Anecdote: I was once working on an oil-rig single board computer .. which was simply too weak for what it needed to do.
After about 4 weeks and a major software rewrite it was ALMOST usable but not quite ... I had run out of road.
By chance, one of the hardware techies came by and saw my despair. He told me to wait a moment and then returned with a replacement processor chip which was maybe 5x faster than the original. Problem solved! Apparently he was an official beta tester of Motorola CPUs!
Moral of the story : we may need to optimise today - but hardware and software will get better and faster tomorrow!

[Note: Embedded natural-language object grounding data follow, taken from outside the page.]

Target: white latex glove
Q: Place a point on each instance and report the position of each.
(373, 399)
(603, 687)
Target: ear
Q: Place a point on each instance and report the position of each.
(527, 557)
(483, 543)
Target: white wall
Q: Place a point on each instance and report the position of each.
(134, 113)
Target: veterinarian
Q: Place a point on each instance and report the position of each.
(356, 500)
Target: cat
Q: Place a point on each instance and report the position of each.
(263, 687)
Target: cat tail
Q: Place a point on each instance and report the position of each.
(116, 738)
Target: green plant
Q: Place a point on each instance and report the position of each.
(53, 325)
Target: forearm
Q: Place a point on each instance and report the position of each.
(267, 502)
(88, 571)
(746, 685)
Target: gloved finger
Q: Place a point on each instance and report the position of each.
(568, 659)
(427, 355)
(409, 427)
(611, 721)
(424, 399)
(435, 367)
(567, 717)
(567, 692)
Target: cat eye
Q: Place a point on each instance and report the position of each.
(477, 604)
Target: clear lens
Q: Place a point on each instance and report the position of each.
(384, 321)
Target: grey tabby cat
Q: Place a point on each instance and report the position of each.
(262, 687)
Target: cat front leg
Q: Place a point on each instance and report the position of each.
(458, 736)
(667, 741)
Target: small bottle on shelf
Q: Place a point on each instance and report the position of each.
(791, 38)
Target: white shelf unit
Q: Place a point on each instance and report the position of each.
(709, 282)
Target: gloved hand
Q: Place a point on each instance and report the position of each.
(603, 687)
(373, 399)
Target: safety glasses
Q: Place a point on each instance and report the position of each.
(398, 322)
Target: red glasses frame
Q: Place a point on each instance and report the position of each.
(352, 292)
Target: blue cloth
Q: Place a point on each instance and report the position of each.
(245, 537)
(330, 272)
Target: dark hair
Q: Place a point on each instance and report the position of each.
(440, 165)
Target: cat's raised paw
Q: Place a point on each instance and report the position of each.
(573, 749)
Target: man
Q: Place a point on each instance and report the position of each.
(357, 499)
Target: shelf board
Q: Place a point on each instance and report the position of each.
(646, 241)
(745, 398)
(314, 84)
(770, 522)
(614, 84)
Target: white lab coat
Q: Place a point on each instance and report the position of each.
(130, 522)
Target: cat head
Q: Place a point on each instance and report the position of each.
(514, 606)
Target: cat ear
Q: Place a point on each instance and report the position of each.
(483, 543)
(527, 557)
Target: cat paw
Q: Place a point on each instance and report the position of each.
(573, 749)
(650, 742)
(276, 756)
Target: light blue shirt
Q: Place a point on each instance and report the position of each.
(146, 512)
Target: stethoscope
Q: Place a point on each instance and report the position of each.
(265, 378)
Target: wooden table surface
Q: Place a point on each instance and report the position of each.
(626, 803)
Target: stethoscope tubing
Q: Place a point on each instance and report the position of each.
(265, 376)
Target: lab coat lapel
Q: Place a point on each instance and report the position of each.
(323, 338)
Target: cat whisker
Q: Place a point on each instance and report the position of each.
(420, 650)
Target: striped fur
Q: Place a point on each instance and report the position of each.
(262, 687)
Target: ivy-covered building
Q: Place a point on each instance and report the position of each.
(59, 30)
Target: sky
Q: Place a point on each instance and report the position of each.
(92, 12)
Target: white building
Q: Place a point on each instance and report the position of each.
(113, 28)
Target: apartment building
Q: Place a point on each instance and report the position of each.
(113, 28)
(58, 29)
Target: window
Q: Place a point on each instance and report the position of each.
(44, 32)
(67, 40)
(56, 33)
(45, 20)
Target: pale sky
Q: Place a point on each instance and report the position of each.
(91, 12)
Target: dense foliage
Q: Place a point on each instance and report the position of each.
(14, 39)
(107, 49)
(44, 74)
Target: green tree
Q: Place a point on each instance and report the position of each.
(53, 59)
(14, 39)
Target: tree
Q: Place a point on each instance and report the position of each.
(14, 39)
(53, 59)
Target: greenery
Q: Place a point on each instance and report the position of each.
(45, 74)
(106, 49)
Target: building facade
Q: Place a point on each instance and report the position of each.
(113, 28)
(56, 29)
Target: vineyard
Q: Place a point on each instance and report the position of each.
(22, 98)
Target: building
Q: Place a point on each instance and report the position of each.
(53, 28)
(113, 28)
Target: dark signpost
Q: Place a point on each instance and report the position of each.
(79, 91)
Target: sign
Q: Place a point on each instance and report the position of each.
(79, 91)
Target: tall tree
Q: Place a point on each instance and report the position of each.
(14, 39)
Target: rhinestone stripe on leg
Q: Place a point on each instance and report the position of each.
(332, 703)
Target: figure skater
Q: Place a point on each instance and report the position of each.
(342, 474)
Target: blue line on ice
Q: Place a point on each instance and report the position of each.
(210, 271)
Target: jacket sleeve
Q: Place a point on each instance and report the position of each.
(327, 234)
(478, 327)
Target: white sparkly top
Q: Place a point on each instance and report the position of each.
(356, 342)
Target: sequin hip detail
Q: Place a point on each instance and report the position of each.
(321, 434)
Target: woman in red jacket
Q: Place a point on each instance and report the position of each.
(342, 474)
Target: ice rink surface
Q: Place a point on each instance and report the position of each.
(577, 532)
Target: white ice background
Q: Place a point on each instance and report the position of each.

Re: the need for all this compression work : I used to work for BMW Research, and I found most engineers aim for small, fast code. This is an ingrained habit which is probably not really needed : Nvidia is about to produce a $3000 retail powerful AI processor box which can do what a car needs without needing tiny models. In quantity Mercedes could possibly get a smaller version in quantity for maybe $2000. This is not a huge sum, especially for fancy cars.
It feels like gene editing. Interesting video
Excellent - I have been waiting for this video for months!
Everyone is aiming for HUGE models ... but tiny models will have great opportunities too!
I have tried machine control LLMs where I get the LLM to emit and process special strings success as [1,5] which are picked up or emitted by a C wrapper to interface with I/O. That said, cars might need medium size rather than tiny models. The tiny models will be need for toasters and cookers.
Very cool video, thanks!!! A few thoughts (I'm not an automotive expert at all, but have a tiny bit of embedded background): Q4_0 can be accelerated nicely on current arm CPUs (llama.cpp was able to accelerate PP 2-3x and also TG a bit by using special arm CPU-instructions for GEMM/GEMV operations), a GPU/NPU helps not much for SLM inference as TG/token-generation is mainly limited by RAM-bandwidth. A current NVIDIA Jetson Orin Nano 4GB embedded module (50GB/s memory-bandwidth, with its 64-bit bus) would be a platform with approx. the performance constraints mentioned for SLM token-generation in this paper. To me, it does NOT seem like old/cheap hardware. It's GPUs could be usd for other tasks like e.g. vision. Probably the SLM runs on hardware dedicated to "dashboard" centric features - a Jetson Orin Nano would already be a VERY luxurious processor for this.
Servus aus Wien
Thabks for sharing!
Great video! Can you the link to paper(s) in the description for these types of videos please?
Interesting concept!
Tiny LMs? Yes please!
From a Lossless (~1.5:1) Compression Algorithm for Llama2 7B Weights to Variable Precision, Variable Range, Compressed Numeric Data Types for CNNs and LLMs on vixra (re-arrange the letters)
They should just train a model from scratch. They have the money to do it and it’s so domain specific. I’m not sure what the hell they’re doing.
Yeah, this is weird but this was a good experiment tbh.
its just sad. german bean counter culture at the big autos. meanwhile look at what tesla and the chinese are doing.